La semplificazione delle regole per le piccole aziende agricole, più volte richiesta e promessa, non è ancora stata realizzata nell’attuale periodo della politica agricola comune europea. Oltre agli oneri burocratici, anche gli sviluppi naturali e sociali mettono a rischio la tradizionale agricoltura di montagna. In particolare, la crescente popolazione di lupi in Europa ha drasticamente modificato le condizioni quadro negli ultimi anni” si legge in una nota.

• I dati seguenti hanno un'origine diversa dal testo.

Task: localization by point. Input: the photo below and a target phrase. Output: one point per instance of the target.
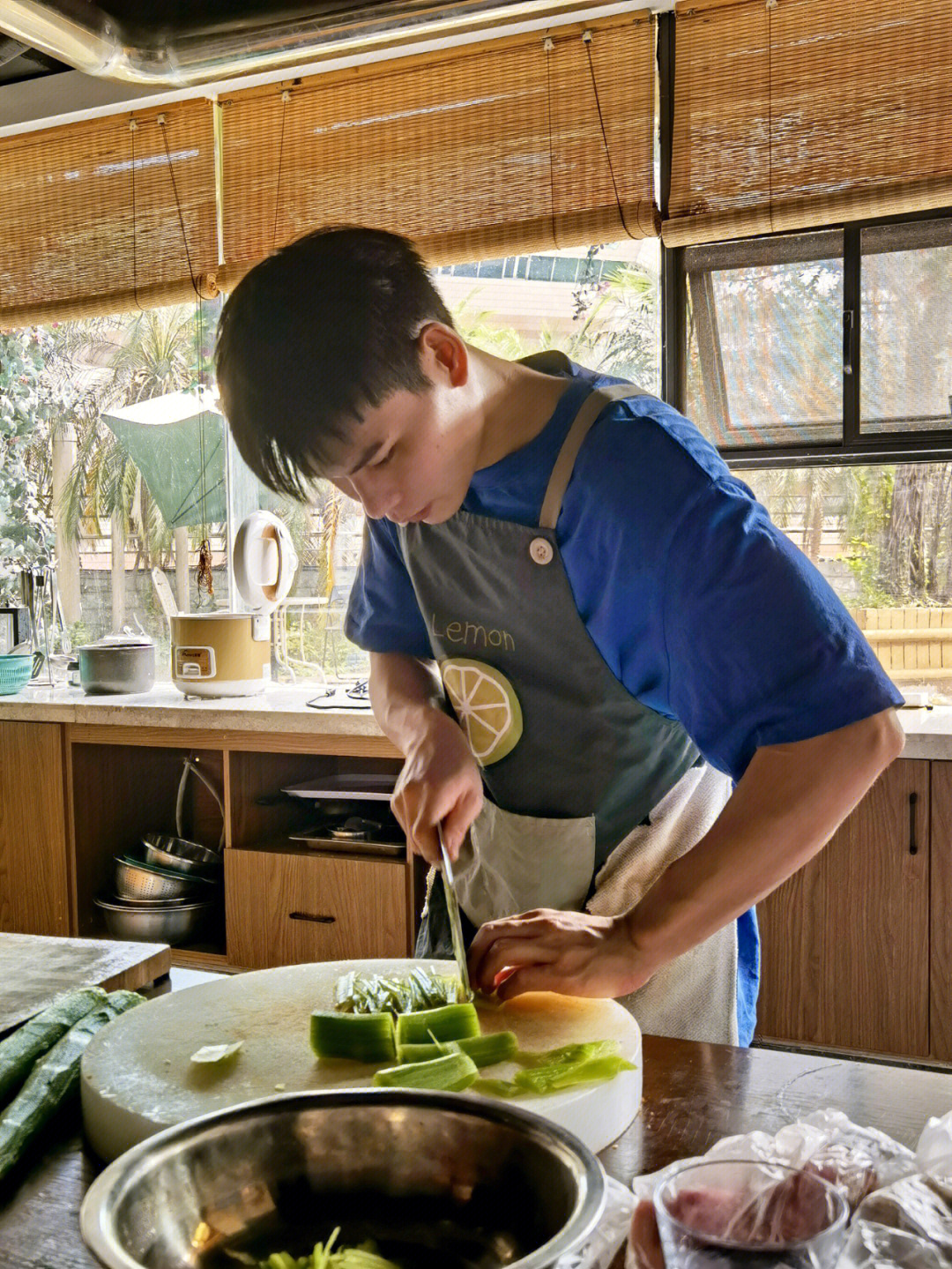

Kompatscher e Dorfmann hanno sottolineato che la tradizionale economia di alpeggio e pascolo rischia di scomparire se non si adotteranno rapidamente misure efficaci contro la crescente popolazione di lupi. È grazie a un’iniziativa di Ursula von der Leyen che si sta esaminando lo stato di protezione dei grandi carnivori, soprattutto del lupo. La presidente aveva esortato gli Stati, i gruppi di interesse e le organizzazioni locali a presentare nuovi dati alla Commissione europea, in modo da poter avere una panoramica della popolazione di lupi non solo nell’Unione Europea in generale, ma anche nelle singole regioni.

“La Commissione ha ricevuto oltre 20.000 risposte che saranno analizzate nei prossimi mesi“, ha riferito Dorfmann.

Anche la Provincia autonoma di Bolzano ha presentato una dichiarazione. “Era importante per noi sottolineare la nostra posizione, anche se l’abbiamo già presentata a tutti gli organi competenti e non solo una volta”, ha sottolineato il presidente Kompatscher. Il presidente della Provincia ha affermato che una regolamentazione efficace della popolazione di lupi è l’unico modo per preservare i pascoli alpini e le malghe di montagna a lungo termine. Durante l’incontro di oggi nell’ufficio del capo di gabinetto dell’UE, i rappresentanti altoatesini sono stati informati anche sulle prossime mosse della Commissione: dopo aver raccolto i pareri e i dati provenienti da tutta Europa, la Commissione presenterà una proposta. “Ci aspettiamo dichiarazioni concrete a breve”, ha sottolineato il presidente della Provincia dopo l’incontro, “ma soprattutto ci aspettiamo che questa proposta contenga misure che consentano una gestione del lupo che dia ai Paesi il margine di manovra necessario per garantire a lungo termine il modo tradizionale di fare agricoltura in montagna”.